Open kubakukis14 opened 8 months ago
Thank you for reporting this!
To avoid the overhead of new/free, the collectors and reducer pre-allocate all memory. Therefore we had to choose the length of allocated strings. The domain name selection seems to have been too low. Do you know what length you'd need?
Enlarging URLs might require changing lengths in the collector and reducer, perhaps in multiple locations (ingress and aggregation cores), so relatively easy but not trivial.
Happy to review a PR if you have bandwidth to change this. Otherwise this can be a first PR.
Thanks for responding and explaining the problem! I'd like to help, so you can expect a PR from me in the near future if possible. I've got a few questions.
Is there a way to get the build running on an arm64 machine? I've run into some issues when trying to build the build environment container, and the image I pulled from quay.io/splunko11ytest/network-explorer-debug/build-env
had some issue when running make
commands.
As for the length, I haven't personally ran into domain names over 100 characters long, though wouldn't it be for the best to stick with the standard 256 bytes?

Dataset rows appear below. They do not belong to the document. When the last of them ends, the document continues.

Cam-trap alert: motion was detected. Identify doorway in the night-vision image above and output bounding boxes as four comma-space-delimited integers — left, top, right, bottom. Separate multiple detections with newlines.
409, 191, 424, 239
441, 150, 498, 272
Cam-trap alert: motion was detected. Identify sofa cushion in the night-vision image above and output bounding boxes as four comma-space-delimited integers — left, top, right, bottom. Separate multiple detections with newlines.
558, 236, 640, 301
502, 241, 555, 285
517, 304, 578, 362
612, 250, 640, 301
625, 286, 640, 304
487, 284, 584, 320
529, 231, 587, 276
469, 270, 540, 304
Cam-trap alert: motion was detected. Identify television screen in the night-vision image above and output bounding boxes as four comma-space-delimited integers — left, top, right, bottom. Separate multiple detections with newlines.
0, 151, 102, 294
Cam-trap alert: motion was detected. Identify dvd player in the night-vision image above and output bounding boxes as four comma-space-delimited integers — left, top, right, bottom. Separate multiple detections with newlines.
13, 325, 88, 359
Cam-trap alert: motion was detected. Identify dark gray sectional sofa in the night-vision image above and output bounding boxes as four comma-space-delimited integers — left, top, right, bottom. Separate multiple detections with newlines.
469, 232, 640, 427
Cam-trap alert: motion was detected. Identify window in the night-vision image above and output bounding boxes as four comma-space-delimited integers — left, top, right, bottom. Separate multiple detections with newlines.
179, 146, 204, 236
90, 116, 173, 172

Would love to review a patch to fix this for you (and everyone else encountering this).
I haven't built the build-env on arm64. It would be great to have it supported. I think we might want to track it as a separate Issue, some folks wanted to pick up a helpful non deep-dive issue. Also I'm happy to brainstorm if you encounter specific issue to work through them.
The "role" dimensions (Domains / Deployment / CronJob names etc.) are statically allocated to avoid allocation/deallocation overhead (also to alleviate thread ownership questions on copies) This has the disadvantage of occupying the maximum length even when not used. This motivated us to "skimp" on length to reduce wasted memory. They should definitely be more than 80. We could go with 128 or 256 maybe (I have no strong opinion).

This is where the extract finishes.